Вздох. Айгуль улыбается слегка, думая об ухмылке Кащея, злой и угрожающей. Только не ей. Он с такой ухмылкой её три года возле школы встречал и провожал, с такой ухмылкой выслушивал истерики её отца и отвечал потом: "Вы что, хотите, чтобы ваша дочь из окна вышла? Или чтобы за мужем сидела, как за каменной стеной? Реалии наши, татарские, таковы — без такого мужа, как я, ей не выжить". А Вова вечно в подъезде тёрся, чтобы не палить своё участие в их заговоре.
Честно — Айгуль в какой-то момент думала о выходе из окна. О свободном полёте, о мгновенной смерти при столкновении с землёй. Кащей переубедил — словами, он много лет касался её осторожно и бережно, только после совершеннолетия показав ей свою страстную натуру.
Кащей выдохнул дым в звёздное небо, глядя куда-то в полосу густо рассыпанных звёзд — Млечный путь, видимый невооружённым глазом.
— Да пришьют Хайдера. Он залупается на союз серьёзных лидеров. Не выстоит Жилка против Севастопольских, Вов. Попомни моё слово.
Сердце у Айгуль тревожно сжалось — она всё ещё побаивалась влезать в дела ОПГ "Универсам", хоть и случалось порой. Вафлёршей, конечно, её уже много лет никто бы не осмелился звать — не после показательной трёпки, которую триумфально вернувшийся Кащей устроил Турбо в её присутствии.
— Вов, Кость, — позвала она, зябко потерев одну голень о другую.
Её мальчики обернулись синхронно, как кошки, следящие за летящей мухой.

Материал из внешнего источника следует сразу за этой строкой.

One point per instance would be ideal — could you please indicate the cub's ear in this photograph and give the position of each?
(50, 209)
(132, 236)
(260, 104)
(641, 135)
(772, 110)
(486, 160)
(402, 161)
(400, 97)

— Гуленька, простудишься, — сразу бросился к ней Вова, уронив недокуренную сигарету в снег.
Костя только улыбнулся понимающе — наседка, мол, блядь, — и затянулся напоследок.
Вовины руки были такими же крепкими и надёжными, как в тот день, когда он вывел её из кафе "Снежинка", разделившего её жизнь на "До" и "После".
— Айгуль, пойдём в дом.
Он скользнул ладонью в полы куртки, горячим прикосновением к животу вызвав беспокойное шевеление ребёнка внутри, и счастливо улыбнулся. Айгуль невольно ответила улыбкой — Вова на днях побрился, и теперь выглядел без своих извечных усов чуть ли не моложе неё самой, несмотря на их семилетнюю разницу в возрасте.
Костя как-то незаметно оказался рядом, поцеловал её в щёку, обдав дыханием, всё ещё напитанным никотином.
— Иди-иди, Айгуль, пассивное курение беременным тоже вредно, до родов потерпишь, родная, — заворчал он, напоминая ей маму, с которой она не общалась уже лет пять. — Можешь целоваться с нами, если хочешь, но только когда зубы почистим, не раньше. Мы же хотим здорового малыша?
Айгуль кивнула, распахивая полы куртки и ловя Костю в объятия, согреваясь от его вечного жара. Воистину Кощей — хотя она и знала, что правильно через "а", потому что значение другое.
— Хорошо, — покорно сказала она.
И пусть Айгуль имела своё мнение, могла поставить своих мальчиков на место и держать в страхе их банду — но в кругу семьи она могла быть беззащитной нежной женщиной, которую окружали любовью и заботой.
Руки Колика не снились ей уже три года. Всё было хорошо.